🔍 Click image to zoom
Frequently Asked Questions
Why did Transformers replace RNNs?
Transformers replaced RNNs primarily because of three advantages: parallelisability (RNNs process tokens sequentially, preventing efficient GPU utilisation; Transformers process all tokens simultaneously), better long-range dependency modelling (RNNs struggle with distant context due to vanishing gradients; self-attention has direct paths between any two tokens), and scalability (Transformer performance scales predictably with data and compute, enabling billion-parameter models).
What is the context window of a Transformer?
The context window is the maximum number of tokens a Transformer model can process at once — both the input it reads and the output it generates. Early models like GPT-2 had a context window of 1,024 tokens; modern models range from 8,000 (GPT-4 base) to over 1 million tokens (Gemini 1.5 Pro). A larger context window allows the model to reason over longer documents, but quadratically increases memory usage because self-attention computes relationships between every pair of tokens.
What is the difference between encoder-only and decoder-only Transformers?
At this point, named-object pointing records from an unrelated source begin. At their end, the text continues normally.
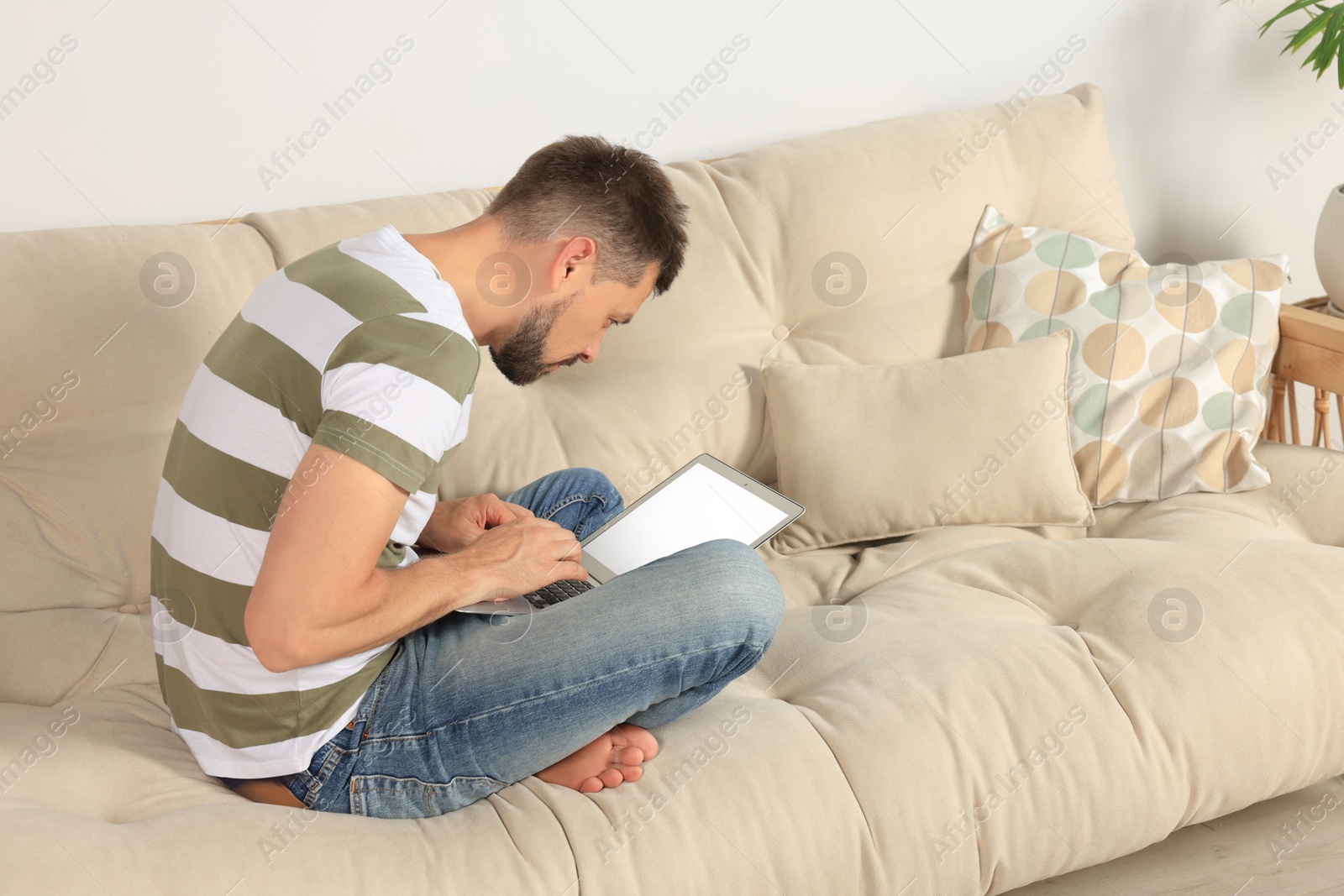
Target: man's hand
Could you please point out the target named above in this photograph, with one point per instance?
(522, 557)
(456, 524)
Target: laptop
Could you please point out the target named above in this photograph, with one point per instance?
(702, 501)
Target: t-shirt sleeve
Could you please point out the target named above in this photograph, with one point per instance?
(393, 396)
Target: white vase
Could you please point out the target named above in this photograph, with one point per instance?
(1330, 249)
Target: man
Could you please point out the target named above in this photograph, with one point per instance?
(307, 652)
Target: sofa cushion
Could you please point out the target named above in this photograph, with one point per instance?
(971, 710)
(875, 452)
(1175, 358)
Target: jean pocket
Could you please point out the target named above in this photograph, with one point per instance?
(389, 797)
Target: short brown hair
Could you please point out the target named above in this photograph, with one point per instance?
(591, 187)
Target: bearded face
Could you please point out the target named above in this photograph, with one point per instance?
(521, 360)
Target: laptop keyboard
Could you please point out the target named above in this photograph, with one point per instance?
(557, 591)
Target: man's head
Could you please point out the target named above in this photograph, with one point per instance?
(589, 230)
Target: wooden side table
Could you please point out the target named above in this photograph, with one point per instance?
(1310, 351)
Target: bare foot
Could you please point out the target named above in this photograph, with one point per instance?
(609, 761)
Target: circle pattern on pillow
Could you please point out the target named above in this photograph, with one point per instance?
(1175, 356)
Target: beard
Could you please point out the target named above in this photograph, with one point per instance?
(521, 358)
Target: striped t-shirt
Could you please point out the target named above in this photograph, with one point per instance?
(360, 347)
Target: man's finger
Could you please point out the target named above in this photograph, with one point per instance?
(519, 511)
(497, 511)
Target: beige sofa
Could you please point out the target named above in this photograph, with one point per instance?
(859, 757)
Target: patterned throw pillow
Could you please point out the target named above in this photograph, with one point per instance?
(1176, 356)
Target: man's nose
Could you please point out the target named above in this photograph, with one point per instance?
(589, 354)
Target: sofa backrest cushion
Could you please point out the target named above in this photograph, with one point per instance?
(78, 485)
(104, 328)
(759, 278)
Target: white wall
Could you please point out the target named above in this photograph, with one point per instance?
(165, 110)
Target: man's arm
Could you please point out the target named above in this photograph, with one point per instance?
(320, 595)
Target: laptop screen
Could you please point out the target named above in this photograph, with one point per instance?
(698, 506)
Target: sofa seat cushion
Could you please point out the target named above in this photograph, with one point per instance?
(991, 707)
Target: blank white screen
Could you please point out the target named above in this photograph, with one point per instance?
(698, 506)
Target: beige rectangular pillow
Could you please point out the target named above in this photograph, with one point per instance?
(877, 452)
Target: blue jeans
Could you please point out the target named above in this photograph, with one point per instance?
(470, 703)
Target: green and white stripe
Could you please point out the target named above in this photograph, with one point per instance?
(360, 347)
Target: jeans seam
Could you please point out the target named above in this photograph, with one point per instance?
(591, 681)
(570, 500)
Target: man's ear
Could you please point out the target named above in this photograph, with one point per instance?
(571, 261)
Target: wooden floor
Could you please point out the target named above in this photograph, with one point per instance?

Encoder-only Transformers (such as BERT) process the entire input bidirectionally and produce a representation for each token — ideal for classification, NER, and question answering. Decoder-only Transformers (such as GPT) generate text autoregressively, each token attending only to previous tokens — ideal for generation tasks. Encoder-decoder Transformers (such as T5 and BART) use both halves: the encoder reads the input and the decoder generates the output, making them well-suited for translation and summarisation.